We have all read decades’ worth of commentary on this problem, and since Columbine the amount of ink spilled is truly fantastic.  There are a lot of people who really desire a solution, but no one seems to have put his finger on the problem.  The right tends to talk about family values and more discipline, while the left tends to want to spend more money on studies and conferences—which will allow us to share the pain of our teens and create a culture of support and understanding.  Both approaches seem to contain a kernel of good sense, but on closer scrutiny they dry up and blow away.  Both are an attempt to apply a pat, generalized answer to a question that is basically undefined.  Discipline is the only part of all this that has any content, but discipline works only when it has a definite direction.  If we are going to push, we have to push teens from one thing to another.  If we don’t know what is wrong or what is right, then discipline is just more cruelty.  All the rest, including “family values” and “cultural support,” is just windiness and nebulosity. 

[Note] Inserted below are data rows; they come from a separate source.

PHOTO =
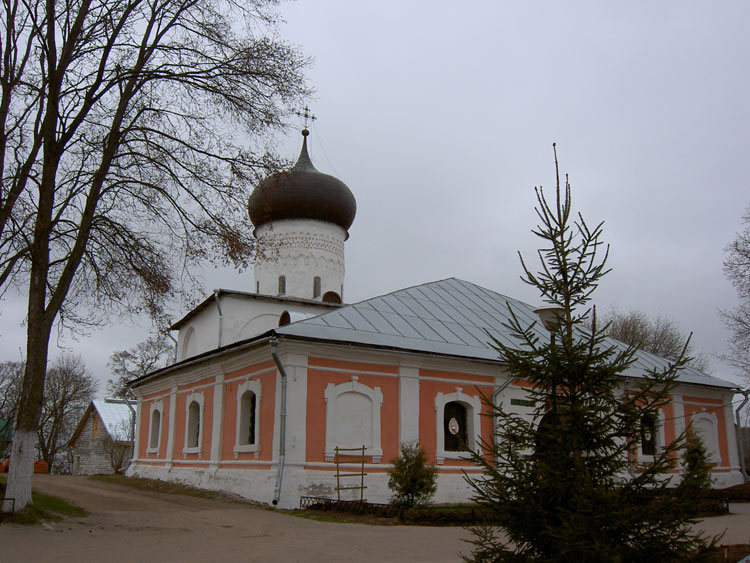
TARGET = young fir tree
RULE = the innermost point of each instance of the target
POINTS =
(565, 486)
(412, 480)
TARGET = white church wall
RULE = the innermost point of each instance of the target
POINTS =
(300, 250)
(242, 317)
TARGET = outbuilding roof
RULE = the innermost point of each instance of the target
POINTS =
(449, 317)
(115, 414)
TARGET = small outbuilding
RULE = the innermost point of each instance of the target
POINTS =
(102, 440)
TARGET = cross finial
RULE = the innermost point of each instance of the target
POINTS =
(306, 115)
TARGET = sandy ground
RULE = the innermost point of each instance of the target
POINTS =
(130, 525)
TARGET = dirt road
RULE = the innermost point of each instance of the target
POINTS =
(130, 525)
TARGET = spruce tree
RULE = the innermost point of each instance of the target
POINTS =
(564, 486)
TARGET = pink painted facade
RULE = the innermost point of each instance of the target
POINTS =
(332, 387)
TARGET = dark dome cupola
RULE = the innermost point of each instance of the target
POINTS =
(302, 193)
(302, 219)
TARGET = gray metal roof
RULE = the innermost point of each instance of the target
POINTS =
(115, 414)
(448, 317)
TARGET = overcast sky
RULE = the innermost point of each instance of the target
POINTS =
(440, 117)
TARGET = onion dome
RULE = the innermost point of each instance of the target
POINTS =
(302, 193)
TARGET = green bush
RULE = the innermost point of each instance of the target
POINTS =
(412, 480)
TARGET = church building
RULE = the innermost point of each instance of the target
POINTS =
(272, 387)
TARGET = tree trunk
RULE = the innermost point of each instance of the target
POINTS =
(24, 440)
(21, 470)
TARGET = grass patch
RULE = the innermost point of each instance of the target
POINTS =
(170, 488)
(43, 508)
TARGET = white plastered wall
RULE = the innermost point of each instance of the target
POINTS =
(242, 318)
(300, 250)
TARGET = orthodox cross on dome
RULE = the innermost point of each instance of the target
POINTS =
(308, 118)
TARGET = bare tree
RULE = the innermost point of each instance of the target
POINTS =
(659, 335)
(11, 375)
(737, 269)
(125, 130)
(68, 391)
(145, 357)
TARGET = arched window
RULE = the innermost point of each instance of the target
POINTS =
(154, 434)
(648, 435)
(316, 287)
(545, 435)
(458, 425)
(705, 426)
(247, 438)
(353, 418)
(331, 297)
(455, 427)
(193, 423)
(189, 343)
(247, 418)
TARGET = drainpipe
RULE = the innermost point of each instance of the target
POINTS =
(630, 449)
(282, 425)
(495, 395)
(740, 445)
(132, 428)
(221, 317)
(173, 339)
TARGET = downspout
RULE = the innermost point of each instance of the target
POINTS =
(173, 339)
(630, 449)
(282, 425)
(132, 429)
(740, 445)
(221, 317)
(495, 395)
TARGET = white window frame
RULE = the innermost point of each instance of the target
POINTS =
(473, 404)
(375, 395)
(159, 407)
(252, 385)
(711, 443)
(659, 441)
(190, 337)
(198, 398)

We will never begin to solve the problem unless we admit that there is a reason why teens are rebelling.  Almost everyone on both political sides seems to assume that teens are rebelling out of boredom or contrariness.  It is deemed to be a cultural malaise, and the teens are just doing their own unfathomable part.  The right especially seems to think that teens rebel only because we are allowing them to.  They are just spoiled little snots, acting out.  Well, there is a good deal of that going on, but it is not the primary cause of the situation.  We may indeed need more discipline, but discipline alone will not solve the problem.  It will only cover it up for a while.

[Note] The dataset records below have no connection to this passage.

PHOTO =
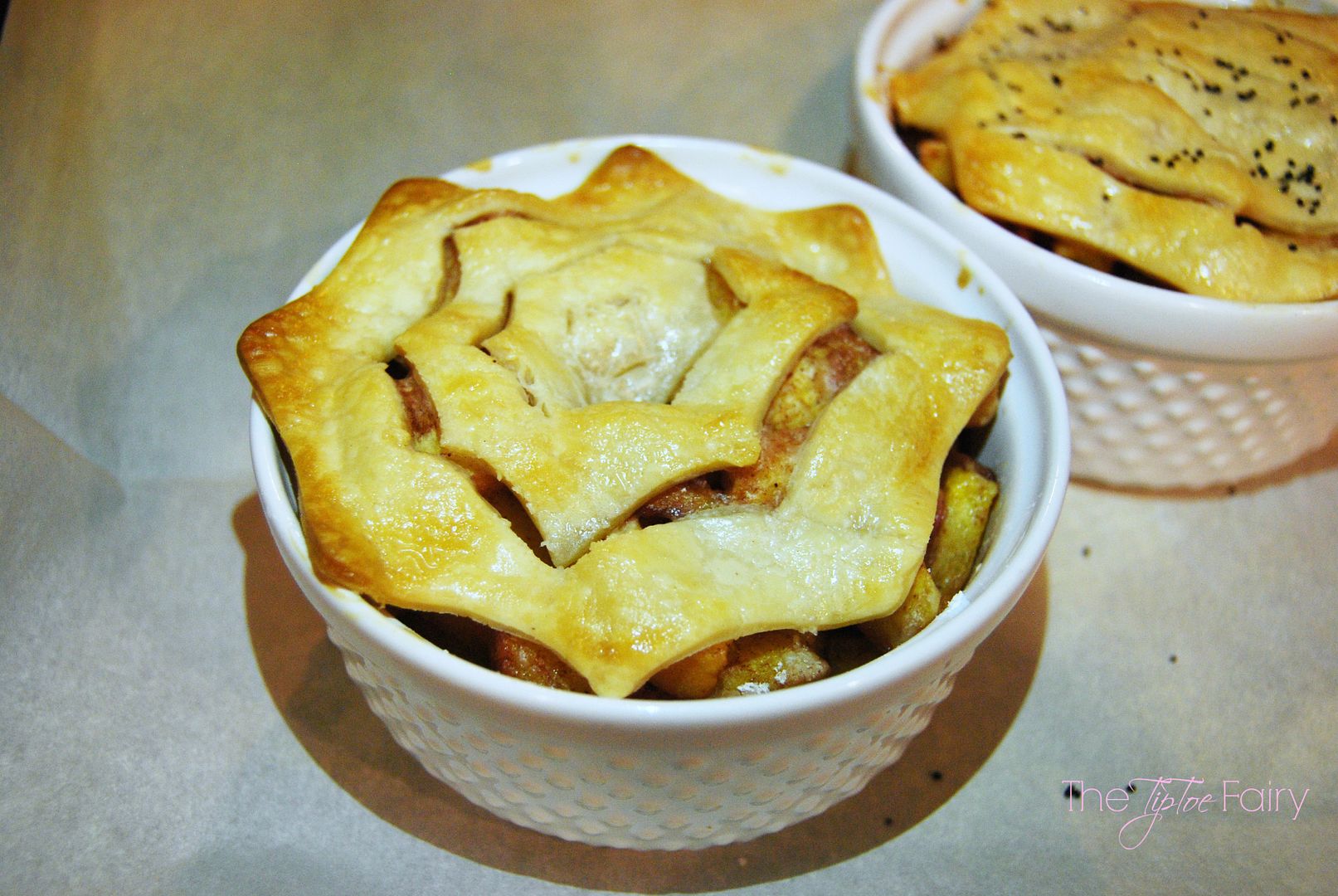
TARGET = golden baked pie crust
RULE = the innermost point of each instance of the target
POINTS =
(1194, 144)
(440, 273)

We assume that teenagers have always been rebellious and that toddlers have always been hellions, but it isn’t really true.  Children of all ages are often headstrong, and most require very positive discipline of some sort, but the teenage years were not always what they are now.  In past centuries, most of the difficulties of these years were caused by puberty.  Young people had to get used to new bodies and new desires.  They still have that, of course, but now they have much bigger real problems.  And here is where I offer the so-far-unseen problem.

It has recently begun to be reported on that the age of onset of puberty has lowered.  It has been reported on because it has become so obvious.  But the truth is that the age of onset has been changing for more than a century.  In the 19th century, age of onset was normally 14 to 16 for both boys and girls.  For many, puberty might not end until 17 or 18.  This began changing at the end of the 19th century, with medical and sanitary advances, better diets, and so on.  By the 1950s, it is estimated that the average age of onset had already dropped by a full year.  Since the 50s the rate of advance has increased, until now we see many boys well into puberty by 11 or 12 and some girls seeing primary signs of puberty (breast swelling) at 8 or younger.   All the causes of this are not known, but hormones in food and other intended and unintended contamination of water, air and food may be a primary cause.  This is on top of the obvious factor of better overall health. 

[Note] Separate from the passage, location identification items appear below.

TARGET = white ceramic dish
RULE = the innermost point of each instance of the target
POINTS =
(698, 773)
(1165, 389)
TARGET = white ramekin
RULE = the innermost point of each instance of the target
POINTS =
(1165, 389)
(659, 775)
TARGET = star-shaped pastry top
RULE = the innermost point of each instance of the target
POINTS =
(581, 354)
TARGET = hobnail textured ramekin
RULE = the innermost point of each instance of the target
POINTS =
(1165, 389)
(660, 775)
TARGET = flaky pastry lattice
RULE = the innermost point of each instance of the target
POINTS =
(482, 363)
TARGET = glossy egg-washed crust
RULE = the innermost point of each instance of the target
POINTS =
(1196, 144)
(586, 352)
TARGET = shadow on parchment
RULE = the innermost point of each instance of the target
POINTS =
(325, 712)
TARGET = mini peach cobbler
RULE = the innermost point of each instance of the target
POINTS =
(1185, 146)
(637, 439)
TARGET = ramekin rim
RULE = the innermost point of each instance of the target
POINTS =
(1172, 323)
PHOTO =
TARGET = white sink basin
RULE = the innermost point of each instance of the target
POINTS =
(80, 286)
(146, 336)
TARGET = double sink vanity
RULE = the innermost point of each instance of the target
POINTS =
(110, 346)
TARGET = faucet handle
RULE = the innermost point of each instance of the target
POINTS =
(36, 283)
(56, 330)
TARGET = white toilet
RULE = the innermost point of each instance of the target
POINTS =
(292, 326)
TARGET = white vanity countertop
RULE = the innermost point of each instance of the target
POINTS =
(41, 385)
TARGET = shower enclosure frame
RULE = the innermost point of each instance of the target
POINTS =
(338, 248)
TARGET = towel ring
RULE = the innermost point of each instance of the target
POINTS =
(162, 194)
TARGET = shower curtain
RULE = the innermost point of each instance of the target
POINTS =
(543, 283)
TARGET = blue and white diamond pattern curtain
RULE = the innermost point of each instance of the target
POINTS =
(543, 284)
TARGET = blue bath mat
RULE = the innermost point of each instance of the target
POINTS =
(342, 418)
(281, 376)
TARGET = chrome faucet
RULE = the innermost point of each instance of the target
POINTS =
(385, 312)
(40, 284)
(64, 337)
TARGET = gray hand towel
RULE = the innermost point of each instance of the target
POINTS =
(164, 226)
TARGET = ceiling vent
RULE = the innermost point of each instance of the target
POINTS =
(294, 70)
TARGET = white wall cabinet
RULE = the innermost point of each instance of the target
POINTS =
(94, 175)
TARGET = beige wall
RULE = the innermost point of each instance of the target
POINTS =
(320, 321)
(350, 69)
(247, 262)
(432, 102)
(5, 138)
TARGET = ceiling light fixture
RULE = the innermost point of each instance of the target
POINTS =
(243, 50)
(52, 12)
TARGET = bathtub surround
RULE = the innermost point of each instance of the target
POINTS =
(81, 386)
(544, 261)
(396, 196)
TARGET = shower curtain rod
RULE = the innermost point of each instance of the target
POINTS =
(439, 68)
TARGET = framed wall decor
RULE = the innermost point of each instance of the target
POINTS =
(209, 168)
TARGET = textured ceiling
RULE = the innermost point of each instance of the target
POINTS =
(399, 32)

Why does this matter, you may ask?  Well, it only matters when it is combined with another grand societal change, which is the age of consent and marriage.  While biology was moving in one direction, culture was moving in the other.  In the 19th century, people (especially girls) might marry at 14, or even 12.  I am not condoning this.  There is certainly something perverse about marriage before puberty.  But the fact remains that, in most instances, the age of puberty and the age of consent or marriage were pretty much the same.  Statistically they were close. 

But they are no longer close, and this is perverse for an entirely different reason.  It is perverse because it creates, not just by expectation but by law, an extended period of extreme sexual difficulty.   The average age of puberty is now estimated to be about 12.5, for both boys and girls.  The age of consent in the US is, on average, 18.  This is a period of five and half years where sex is frowned upon, and often illegal.  To state it in another way, a primary human function (perhaps the primary human function) is placed in a state of taboo, semi-taboo, or illegality.  It is placed in this state of taboo in its very first phase.  As soon as young people become sexual, their sexuality is placed by society in a negative category, or several negative categories.  It remains in this negative category for almost six years.  If you do the math, six years is one third of the life of the teen living it.  If a teen is celibate from 12 to 18, then for one third of his or her life the teen will have been starving a natural function and appetite. 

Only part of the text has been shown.